After those negotiations fell through, commissioners voted July 9 to make Baker the first woman to hold the county’s top job since Pasco was established in 1887.
In her new role, Baker oversees a staff of more than 2,000 county employees providing public services for about 467,000 residents living within a county that covers about 750 square miles.
She was hired at a salary of $170,000, plus a monthly car allowance of $450. Her contract calls for a $10,000 bump in pay, after a year on the job – contingent upon an evaluation by commissioners that she merits the increase.
“This is a really tough job. I’m willing to prove that I’m worth it,” said Baker.
She intends to draft performance measures for the board to include in her evaluation.
The goal is to base her performance on objectives the board deems important, Baker said.
“I will propose some measures to the board, based on their strategic plan. By putting the priorities out there, it makes me focus on what’s important to the Board of County Commissioners and not allow myself to get distracted by all of the fires that go on.
“We’re going to do that for the entire organization, so we’re working on what’s important, not just urgent,” Baker said.
She has identified some specific areas she intends to tackle immediately.
One top priority is to improve Pasco’s permitting system.
“What I hear from people is that it’s difficult – it has a reputation as being difficult,” Baker said.
She plans to streamline the system, making it more efficient and customer-friendly.
The changes will be based on recommendations from builders, contractors and county staff, she said.
Many of these recommendations will be put into place within 90 days.
“We’re a learning organization,” Baker said. “Those things that work, we’re going to keep using. Those things that don’t work, we’re going to swap out and try something else.”
The county also plans to introduce walk-through permitting, which will make it possible – in some circumstances – to pull a permit in a day.
Fostering employee engagement
Baker also plans to emphasize efforts aimed at maximizing the use of employee talents, Baker said.
Baker, who describes her management style as being collaborative, said the county’s employees are its most important resource.
“What we do is, we deliver services, and we do that through our frontline personnel.

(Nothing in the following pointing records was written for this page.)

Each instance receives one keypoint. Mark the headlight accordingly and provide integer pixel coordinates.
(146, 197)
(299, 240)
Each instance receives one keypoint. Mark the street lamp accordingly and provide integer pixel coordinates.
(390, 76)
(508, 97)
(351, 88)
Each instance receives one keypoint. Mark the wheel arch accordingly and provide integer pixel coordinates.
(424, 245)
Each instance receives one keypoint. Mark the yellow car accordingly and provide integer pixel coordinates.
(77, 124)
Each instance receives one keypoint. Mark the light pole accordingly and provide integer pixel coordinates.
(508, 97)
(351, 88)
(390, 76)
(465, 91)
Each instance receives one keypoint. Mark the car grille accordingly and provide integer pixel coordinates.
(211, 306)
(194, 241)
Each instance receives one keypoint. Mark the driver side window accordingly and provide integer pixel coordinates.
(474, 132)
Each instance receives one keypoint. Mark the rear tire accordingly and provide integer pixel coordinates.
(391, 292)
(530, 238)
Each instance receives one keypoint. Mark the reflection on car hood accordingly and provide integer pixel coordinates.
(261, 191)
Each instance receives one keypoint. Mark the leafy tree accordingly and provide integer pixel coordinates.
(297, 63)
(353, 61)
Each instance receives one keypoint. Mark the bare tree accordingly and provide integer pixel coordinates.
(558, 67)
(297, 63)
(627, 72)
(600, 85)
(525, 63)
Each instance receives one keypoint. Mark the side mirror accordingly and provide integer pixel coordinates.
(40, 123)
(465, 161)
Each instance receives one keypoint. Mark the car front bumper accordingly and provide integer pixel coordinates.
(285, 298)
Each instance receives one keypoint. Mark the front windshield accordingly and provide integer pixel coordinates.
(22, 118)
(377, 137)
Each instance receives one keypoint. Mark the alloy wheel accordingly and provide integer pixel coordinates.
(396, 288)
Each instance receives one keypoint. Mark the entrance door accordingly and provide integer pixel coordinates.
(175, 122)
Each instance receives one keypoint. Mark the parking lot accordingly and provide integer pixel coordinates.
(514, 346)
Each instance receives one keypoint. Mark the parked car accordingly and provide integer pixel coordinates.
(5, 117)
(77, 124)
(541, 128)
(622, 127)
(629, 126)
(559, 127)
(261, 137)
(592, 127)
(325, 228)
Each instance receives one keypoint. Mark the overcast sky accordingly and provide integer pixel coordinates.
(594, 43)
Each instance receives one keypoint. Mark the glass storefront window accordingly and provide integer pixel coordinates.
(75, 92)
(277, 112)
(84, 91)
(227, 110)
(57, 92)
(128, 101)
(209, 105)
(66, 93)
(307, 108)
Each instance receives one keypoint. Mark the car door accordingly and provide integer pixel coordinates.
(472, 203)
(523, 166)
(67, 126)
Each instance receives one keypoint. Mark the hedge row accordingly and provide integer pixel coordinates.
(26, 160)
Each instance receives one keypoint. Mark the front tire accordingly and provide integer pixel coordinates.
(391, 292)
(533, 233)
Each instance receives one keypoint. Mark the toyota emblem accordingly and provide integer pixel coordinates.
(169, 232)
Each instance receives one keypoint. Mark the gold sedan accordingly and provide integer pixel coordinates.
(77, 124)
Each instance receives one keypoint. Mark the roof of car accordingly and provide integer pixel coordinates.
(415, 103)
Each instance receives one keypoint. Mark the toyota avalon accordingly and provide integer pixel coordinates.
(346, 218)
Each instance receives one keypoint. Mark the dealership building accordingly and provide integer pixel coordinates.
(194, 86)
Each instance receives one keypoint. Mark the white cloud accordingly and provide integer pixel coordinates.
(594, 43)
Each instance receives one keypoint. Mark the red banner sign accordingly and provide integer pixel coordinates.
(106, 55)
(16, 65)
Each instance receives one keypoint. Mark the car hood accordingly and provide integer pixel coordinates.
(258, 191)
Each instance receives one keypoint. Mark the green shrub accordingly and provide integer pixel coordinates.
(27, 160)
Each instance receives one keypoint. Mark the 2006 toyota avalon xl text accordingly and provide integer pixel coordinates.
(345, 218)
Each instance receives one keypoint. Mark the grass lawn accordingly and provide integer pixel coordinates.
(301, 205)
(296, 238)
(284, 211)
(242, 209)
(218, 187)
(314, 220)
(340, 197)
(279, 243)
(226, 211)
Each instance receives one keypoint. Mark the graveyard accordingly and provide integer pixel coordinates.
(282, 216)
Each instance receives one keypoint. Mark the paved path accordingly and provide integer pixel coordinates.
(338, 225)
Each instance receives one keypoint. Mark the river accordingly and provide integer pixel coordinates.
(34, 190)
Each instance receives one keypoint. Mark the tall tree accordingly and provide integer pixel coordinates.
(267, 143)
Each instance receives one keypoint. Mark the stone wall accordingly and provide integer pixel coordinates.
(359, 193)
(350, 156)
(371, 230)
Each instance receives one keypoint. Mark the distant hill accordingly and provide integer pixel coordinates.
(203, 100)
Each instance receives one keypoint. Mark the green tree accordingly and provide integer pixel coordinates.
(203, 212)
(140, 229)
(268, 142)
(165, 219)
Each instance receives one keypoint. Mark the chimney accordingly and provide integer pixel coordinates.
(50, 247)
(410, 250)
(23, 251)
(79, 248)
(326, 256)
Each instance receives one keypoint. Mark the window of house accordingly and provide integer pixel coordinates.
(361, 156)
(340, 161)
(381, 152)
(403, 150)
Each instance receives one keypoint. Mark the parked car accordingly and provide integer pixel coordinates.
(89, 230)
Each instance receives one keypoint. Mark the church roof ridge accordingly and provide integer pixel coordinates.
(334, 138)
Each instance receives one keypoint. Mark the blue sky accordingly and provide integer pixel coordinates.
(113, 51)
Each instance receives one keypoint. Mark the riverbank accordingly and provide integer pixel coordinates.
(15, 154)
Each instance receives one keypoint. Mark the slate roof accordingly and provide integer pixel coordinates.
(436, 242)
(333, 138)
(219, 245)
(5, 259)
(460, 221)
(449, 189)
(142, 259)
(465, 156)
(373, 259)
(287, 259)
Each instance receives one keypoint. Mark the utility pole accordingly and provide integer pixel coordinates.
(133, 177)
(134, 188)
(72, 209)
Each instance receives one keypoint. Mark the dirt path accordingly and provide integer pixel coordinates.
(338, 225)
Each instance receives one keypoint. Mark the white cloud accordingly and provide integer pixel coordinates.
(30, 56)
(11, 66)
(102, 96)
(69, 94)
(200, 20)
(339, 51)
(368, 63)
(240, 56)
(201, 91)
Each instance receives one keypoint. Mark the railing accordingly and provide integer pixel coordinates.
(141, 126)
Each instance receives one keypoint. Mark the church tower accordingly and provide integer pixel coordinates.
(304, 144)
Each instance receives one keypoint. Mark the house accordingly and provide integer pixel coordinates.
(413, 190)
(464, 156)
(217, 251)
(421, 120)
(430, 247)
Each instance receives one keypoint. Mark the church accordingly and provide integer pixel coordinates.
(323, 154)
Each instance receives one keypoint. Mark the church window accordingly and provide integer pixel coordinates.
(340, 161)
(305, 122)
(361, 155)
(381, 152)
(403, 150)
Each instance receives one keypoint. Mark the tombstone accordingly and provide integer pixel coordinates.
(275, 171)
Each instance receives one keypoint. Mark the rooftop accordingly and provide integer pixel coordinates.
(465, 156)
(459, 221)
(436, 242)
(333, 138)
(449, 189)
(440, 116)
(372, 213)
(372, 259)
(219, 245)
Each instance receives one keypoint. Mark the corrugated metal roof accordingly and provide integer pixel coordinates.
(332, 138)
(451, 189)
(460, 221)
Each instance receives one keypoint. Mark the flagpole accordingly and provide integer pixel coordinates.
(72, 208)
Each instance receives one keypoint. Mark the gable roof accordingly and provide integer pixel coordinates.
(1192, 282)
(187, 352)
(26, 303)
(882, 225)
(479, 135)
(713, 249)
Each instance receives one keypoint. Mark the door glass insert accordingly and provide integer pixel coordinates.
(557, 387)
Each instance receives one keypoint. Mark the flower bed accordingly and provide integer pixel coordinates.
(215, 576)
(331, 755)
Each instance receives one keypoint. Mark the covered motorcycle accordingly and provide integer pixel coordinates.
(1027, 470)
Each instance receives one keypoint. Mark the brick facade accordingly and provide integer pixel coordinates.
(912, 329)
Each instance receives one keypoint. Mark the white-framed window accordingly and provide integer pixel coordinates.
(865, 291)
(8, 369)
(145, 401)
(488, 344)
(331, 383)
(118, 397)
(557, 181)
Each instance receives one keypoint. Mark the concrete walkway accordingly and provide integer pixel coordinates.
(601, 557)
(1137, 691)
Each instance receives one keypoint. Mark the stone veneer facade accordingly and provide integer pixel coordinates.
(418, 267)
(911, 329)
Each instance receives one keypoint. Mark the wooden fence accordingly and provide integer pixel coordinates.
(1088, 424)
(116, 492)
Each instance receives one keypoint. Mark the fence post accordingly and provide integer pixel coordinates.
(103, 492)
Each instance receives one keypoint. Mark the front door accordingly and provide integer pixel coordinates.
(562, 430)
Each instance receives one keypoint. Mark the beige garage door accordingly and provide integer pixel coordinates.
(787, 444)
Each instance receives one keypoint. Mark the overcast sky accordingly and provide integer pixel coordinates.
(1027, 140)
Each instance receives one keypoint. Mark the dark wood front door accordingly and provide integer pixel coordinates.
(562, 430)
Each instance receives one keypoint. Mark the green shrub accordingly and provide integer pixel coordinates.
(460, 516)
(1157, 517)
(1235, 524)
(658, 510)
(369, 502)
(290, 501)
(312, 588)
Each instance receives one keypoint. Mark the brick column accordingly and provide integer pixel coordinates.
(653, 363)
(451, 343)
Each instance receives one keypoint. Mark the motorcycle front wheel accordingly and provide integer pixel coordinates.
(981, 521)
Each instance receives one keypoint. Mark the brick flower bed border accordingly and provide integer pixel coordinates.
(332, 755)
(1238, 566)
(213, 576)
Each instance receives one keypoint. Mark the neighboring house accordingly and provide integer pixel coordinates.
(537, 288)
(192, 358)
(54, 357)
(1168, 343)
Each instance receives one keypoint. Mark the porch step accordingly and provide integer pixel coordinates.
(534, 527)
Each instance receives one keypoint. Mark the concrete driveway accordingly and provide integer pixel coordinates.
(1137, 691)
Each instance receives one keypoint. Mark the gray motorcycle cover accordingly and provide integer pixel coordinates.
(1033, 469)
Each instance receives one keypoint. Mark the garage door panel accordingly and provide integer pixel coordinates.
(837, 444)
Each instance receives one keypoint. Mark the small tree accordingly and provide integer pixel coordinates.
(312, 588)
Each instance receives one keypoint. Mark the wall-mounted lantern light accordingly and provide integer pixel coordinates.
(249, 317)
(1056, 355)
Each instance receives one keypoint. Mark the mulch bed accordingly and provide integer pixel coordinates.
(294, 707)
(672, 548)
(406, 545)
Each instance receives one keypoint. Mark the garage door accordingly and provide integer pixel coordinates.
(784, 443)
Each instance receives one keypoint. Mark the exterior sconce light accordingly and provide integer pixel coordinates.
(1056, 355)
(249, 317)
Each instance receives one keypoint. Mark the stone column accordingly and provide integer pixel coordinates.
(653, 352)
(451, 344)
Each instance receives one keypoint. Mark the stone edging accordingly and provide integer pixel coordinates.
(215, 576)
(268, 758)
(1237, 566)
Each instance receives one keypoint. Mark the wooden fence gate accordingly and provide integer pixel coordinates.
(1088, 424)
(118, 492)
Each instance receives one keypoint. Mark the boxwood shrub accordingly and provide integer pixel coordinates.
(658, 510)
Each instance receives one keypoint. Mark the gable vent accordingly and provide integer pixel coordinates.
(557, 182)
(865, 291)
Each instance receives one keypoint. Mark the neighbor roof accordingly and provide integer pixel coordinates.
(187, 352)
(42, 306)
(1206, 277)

They are most critical,” Baker said.
Noting that employees haven’t had a raise in several years, Baker said she’s pleased the board has built a 3 percent raise for employees into the proposed 2013-14 budget.
“It’s been tough,” Baker said, noting that shrinking revenues has caused employees to take on more responsibilities, without additional pay.
“We have amazing employees,” Baker said. “They’ve really doubled down.”
One change calls for employees to have their evaluations completed at the same time, Baker said. That will provide a better understanding about how well employee teams are functioning, she said. By looking across a team, it will be easier to identify areas of strength and those needing to improve, she explained.
The county administrator said the county has challenges, but she’s enthusiastic about its future.
“When we say — ‘Pasco County, Florida’s premier county’ — we mean it.”
“We have great bones. We’re in the right place. We have good infrastructure. We have good housing. We have good people. Fabulous things are going to occur here,” Baker said.
She credits Gallagher for taking the county from its infancy through its turbulent teen years. She’s eager to help it reach full maturation, she said.
She said she’s also pleased to be working with a team of professionals who care about creating a thriving community.
“It’s really nice to be able to work, shoulder-to-shoulder, with people who share a common mission,” Baker said.
They share values, too, she said.
“People who choose to work in government are not in it for the money, they’re not in it for the personal glory,” Baker said. “You’re not just making a widget, you are contributing.”